Ars Insumptuosus
Now that I’m driving myself to and from my Sunday night games, I’ve had occasion to catch a bit of late-night news radio. The parts that I’ve picked up have been about lessons for Iraq some British officer feels the US should have learned from his personal experiences in Bosnia and a looming writers’ strike in Hollywood. The former just feels like blithering, but I got curious about the scriptwriters, so I asked Eileene about it. She knows more than I care to learn about the business of Hollywood, so she’s a good resource. Between the radio show and her explanations, this is what I’ve managed to piece together.
The argument is over money, specifically over whether the scriptwriters should enjoy royalties on new media outlets that threaten to cut into traditional revenue sources—DVD sales of television series, for example, in an age when the TV shows themselves are losing ad revenue. Contracts can vary considerably, so hasty generalizations can be dangerous, but typically, scriptwriters don’t get royalties at all; they get a chunk of money up front for their scripts, and that’s the end of it.

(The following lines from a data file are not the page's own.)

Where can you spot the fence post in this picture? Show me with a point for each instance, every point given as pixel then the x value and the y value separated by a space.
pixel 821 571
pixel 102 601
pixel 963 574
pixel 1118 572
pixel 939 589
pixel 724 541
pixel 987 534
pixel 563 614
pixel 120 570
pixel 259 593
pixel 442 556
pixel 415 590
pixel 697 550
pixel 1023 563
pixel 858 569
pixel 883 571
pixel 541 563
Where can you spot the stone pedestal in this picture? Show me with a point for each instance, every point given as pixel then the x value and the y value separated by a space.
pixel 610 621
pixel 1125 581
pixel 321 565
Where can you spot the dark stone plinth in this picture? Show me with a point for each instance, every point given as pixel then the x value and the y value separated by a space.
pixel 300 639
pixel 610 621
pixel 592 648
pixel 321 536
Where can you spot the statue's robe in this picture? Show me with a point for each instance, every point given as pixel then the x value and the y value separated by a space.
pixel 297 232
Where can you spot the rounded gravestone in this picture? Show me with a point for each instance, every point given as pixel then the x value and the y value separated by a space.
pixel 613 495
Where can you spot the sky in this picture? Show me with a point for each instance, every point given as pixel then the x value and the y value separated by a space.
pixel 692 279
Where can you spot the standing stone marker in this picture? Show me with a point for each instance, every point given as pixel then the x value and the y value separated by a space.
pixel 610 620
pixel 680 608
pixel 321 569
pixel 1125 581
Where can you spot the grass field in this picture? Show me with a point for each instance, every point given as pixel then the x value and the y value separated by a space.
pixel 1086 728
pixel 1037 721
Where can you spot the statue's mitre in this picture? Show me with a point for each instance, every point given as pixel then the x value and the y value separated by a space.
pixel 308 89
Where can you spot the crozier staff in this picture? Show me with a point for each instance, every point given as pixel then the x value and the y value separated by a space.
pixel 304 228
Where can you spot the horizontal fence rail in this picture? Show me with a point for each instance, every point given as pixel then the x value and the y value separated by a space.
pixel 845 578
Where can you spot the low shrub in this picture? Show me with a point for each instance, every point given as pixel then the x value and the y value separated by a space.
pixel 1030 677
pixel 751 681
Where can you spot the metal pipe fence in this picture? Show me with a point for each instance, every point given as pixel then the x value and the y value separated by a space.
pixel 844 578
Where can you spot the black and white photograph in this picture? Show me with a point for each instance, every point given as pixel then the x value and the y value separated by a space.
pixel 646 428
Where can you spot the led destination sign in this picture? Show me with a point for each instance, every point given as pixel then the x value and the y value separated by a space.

This model exists largely because script appears very early in the production process, well before the hiring of actors and director, before the laying out of budget specifics, and before the assembling of the studio’s resources. A lot can happen between script and final shipping of the film to cancel the show. The risk of a script never reaching the screen is enormous; a large majority of scripts die before filming despite getting the green light. In light of this risk, the writers have collectively decided to take the money while they can, instead of holding out for a percentage of the gross, which could be enormous, but probably will never exist at all. Fair enough.
But this means that the risk is shifted onto the studios. The pay for a script takes this into account. Because the film is unlikely to be made, the script is unlikely to earn the studio any money. The studio therefore pays the writer a smaller share of what the script could potentially be worth, retaining for itself what the writer might deserve for a blockbuster script, instead paying a flat fee that, presumably, compensates the writer for his expected contribution. (And if not, why the hell did he accept the contract?) His contribution to a blockbuster film might amount to ten million dollars, that is, his script might result in a movie that makes ten million dollars more than another script would. But if the chance of the film becoming that kind of blockbuster is only one in ten thousand, the writer’s expected contribution is one ten thousandth of that, that is, a thousand dollars.
Perhaps scriptwriters want royalties because an increasing share of the profit for shows are likely to come from long-term showing as reruns and DVDs and the potential for web releases, writers want a share of these revenues. Also fair enough.
The rub lies in the writers’ insistence that they should get royalties without any consideration on their part. If a writer wants to argue that he deserves a share of the gross for a successful film, I would agree. However, as things stand, the writer is already receiving, up front, money that reflects his expected contribution to profits. If a writer wants a cut of the pie when his script becomes a blockbuster, he ought to be willing to relinquish some portion of his current pay for a script, the portion designed to compensate for the potentiality of blockbuster status.
The issue is clouded by the generally low pay and low status of writers in Hollywood. Eileene tells me the writers are undervalued; perhaps they are. I, for one, recognize the difference script quality makes to a movie, typically as much difference as a director or starring actor makes, in my mind. Even successful writers don’t enjoy anywhere near the income of successful actors, and they certainly don’t enjoy as many of the perks of celebrity. But if writers are undervalued, it is due to the laws of supply and demand. Hollywood is choked with wannabe writers, more than the studios need—or, to put it another way, not enough studios exist to go around. In a just world, writers might deserve to be paid more, but in a free market economy, they deserve to be paid what they can get. If the writers don’t enjoy a large share of the profits for a film or television show, it’s largely because their colleagues are willing to work cheap. If they’re willing to work cheap, the writers cannot properly claim to be paid unfairly.
Ultimately, of course, the strike, or threat of a strike, will establish whether they are being paid fairly. The only real remedy to low wages is to lower the supply of workers. If the writers collectively are willing to work for expected income X, but not for Y, the studios will need to cough it up or do without the writer’s guild. I expect that the studios, ultimately, will cough it up, but that’s their decision—if they don’t cough it up, but hire scabs instead, the writers value themselves too highly. What I fail to understand is the framing of royalties as a moral question, that somehow writers are being cheated by not receiving royalties. If the royalties are that valuable, writers should be willing to take a hit to their up-front pay for a piece of that action. And they’re not.